Migrants à la frontière Pologne-Bélarus : L’ONU dénonce une « situation intolérable »

La crise des migrants à la frontière entre le Bélarus et la Pologne constitue une « situation intolérable », a déclaré mercredi la Haute-Commissaire de l’ONU aux droits de l’Homme, Michelle Bachelet, réclamant un accès humanitaire « immédiat ».

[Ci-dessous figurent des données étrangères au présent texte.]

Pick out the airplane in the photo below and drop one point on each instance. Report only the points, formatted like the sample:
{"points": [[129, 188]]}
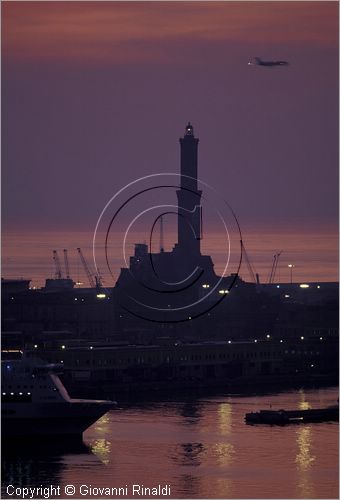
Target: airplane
{"points": [[257, 61]]}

« Je suis consternée qu’un grand nombre de migrants et de réfugiés continuent d’être laissés dans une situation désespérée, sous des températures proches du gel, à la frontière entre le Bélarus et la Pologne », a déclaré Mme Bachelet dans un communiqué. « J’exhorte les États concernés à prendre des mesures immédiates pour désamorcer et résoudre cette situation intolérable, conformément aux obligations qui leur incombent, en vertu du droit international des droits humains et du droit des réfugiés », a-t-elle ajouté. Soulignant que les États ont l’obligation de protéger le droit à la vie, Mme Bachelet a affirmé que « ces centaines d’hommes, de femmes et d’enfants ne doivent pas être contraints de passer une nuit de plus dans un climat glacial sans abri, nourriture, eau et soins médicaux adéquats ». « Les réponses fortement axées sur la sécurité et la politique des deux côtés – y compris le déploiement accru de troupes – et la rhétorique incendiaire qui les accompagne, ne font qu’exacerber la vulnérabilité et les risques auxquels les migrants et les réfugiés sont confrontés », a-t-elle également dénoncé. Cet appel intervient alors que la Pologne a annoncé mercredi avoir lancé un coup de filet contre des migrants massés à la frontière avec le Bélarus, en interpellant plus d’une cinquantaine d’entre eux, alors que les tentatives de traversée augmentent, et a accusé Minsk et Moscou d’organiser une crise aux portes de l’Europe. Environ
3 000 à 4 000 migrants, principalement des Kurdes du Moyen-Orient, sont massés depuis plusieurs jours dans une zone boisée à la frontière orientale de l’Union européenne, sous des températures glaciales et face à un important dispositif polonais destiné à les stopper. Les Européens accusent depuis des semaines le président bélarusse Alexandre Loukachenko d’alimenter les tensions en délivrant des visas à des migrants, et en les acheminant à la frontière pour se venger des sanctions européennes adoptées contre son pays pour sa répression d’un mouvement d’opposition, après la présidentielle de 2020.